As women have entered the workforce, the American College of Sports Medicine (ACSM) has warned about the need to be more active, even when working out.
In its “Work Out in the Workplace: What It Means to be Active” report, published Wednesday, the group noted that women work out less than men, particularly in their first few years of training.
They’re also less likely to achieve their full health and fitness potential by continuing to exercise in their 40s, 50s and 60s.
The report also said that while some women may not have been able to gain the health benefits of long-term exercise, others may be able to benefit from the time they can spend in the gym.
And as they get older, they may also find that they need to work out more to maintain their health.
The ACSM’s study found that among women in their early 20s and 30s, one-third had a “significant” increase in their physical activity level, with a total of 11 percent of women in those groups experiencing a change of more than 30 percent in their health and well-being.
Women who exercised for five to 10 minutes a day had the highest levels of physical activity, with women who exercised an average of 20 minutes per week doing the most.
Women also spent more time on the treadmill than men and more time in their car and in the park, with more than 50 percent of men and 50 percent, women, spending more time outdoors.
“The research clearly shows that the most important thing is the physical activity that you’re doing,” said Dr. Sarah Wojcicki, an associate professor of health care at the University of Southern California.
“It’s not the amount of time you’re walking, it’s the quality of the physical exercise you’re engaging in.
Women’s health, including physical inactivity, is a key concern of the ACSM, Wojccicki said.
The group also cited evidence showing that women who are obese or have diabetes are more likely to have high blood pressure, diabetes and heart disease.
Women are also more likely than men to suffer from lower levels of mental health and psychological well-functioning.
Women who are physically active have higher rates of depression, anxiety and fatigue than men who are inactive, according to the report.
The researchers also found that physical inattention and a lack of mental flexibility were more common among men and women than men of the same age.
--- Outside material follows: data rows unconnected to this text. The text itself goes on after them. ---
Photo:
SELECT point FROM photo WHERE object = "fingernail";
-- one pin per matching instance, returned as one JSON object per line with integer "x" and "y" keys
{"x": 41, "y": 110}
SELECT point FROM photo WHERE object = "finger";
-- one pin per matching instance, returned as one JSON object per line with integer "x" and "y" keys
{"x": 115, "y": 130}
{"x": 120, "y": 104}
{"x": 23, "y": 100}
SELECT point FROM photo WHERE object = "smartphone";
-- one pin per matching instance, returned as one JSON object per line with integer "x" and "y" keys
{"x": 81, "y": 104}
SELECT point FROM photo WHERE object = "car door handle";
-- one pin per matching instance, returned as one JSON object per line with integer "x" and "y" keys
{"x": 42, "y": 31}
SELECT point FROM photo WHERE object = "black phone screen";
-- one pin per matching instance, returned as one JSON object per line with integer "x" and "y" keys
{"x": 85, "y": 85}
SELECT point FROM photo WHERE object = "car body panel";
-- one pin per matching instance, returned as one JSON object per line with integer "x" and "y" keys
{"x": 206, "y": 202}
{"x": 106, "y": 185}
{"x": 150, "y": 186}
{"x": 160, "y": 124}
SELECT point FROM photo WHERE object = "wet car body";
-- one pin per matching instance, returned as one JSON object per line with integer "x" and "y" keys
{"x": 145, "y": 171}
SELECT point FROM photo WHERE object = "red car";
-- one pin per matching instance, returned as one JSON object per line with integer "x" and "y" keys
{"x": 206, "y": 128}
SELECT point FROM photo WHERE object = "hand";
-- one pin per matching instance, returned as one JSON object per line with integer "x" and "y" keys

While women’s physical health has improved over time, they’re still more likely now than ever to have health problems, including a greater risk of heart disease and stroke, according the ACM report.”
A lot of this research is looking at health behaviors and health outcomes and we’re just starting to get to the biological underpinnings of health,” Wojczicki added.”
Women should work on improving their mental health to help them get into the right type of physical and mental health training and support.
“The report, titled “Working Out to Lose Weight, Stay Healthy, and Get Better: A Summary of Evidence,” is available at the ACMM website.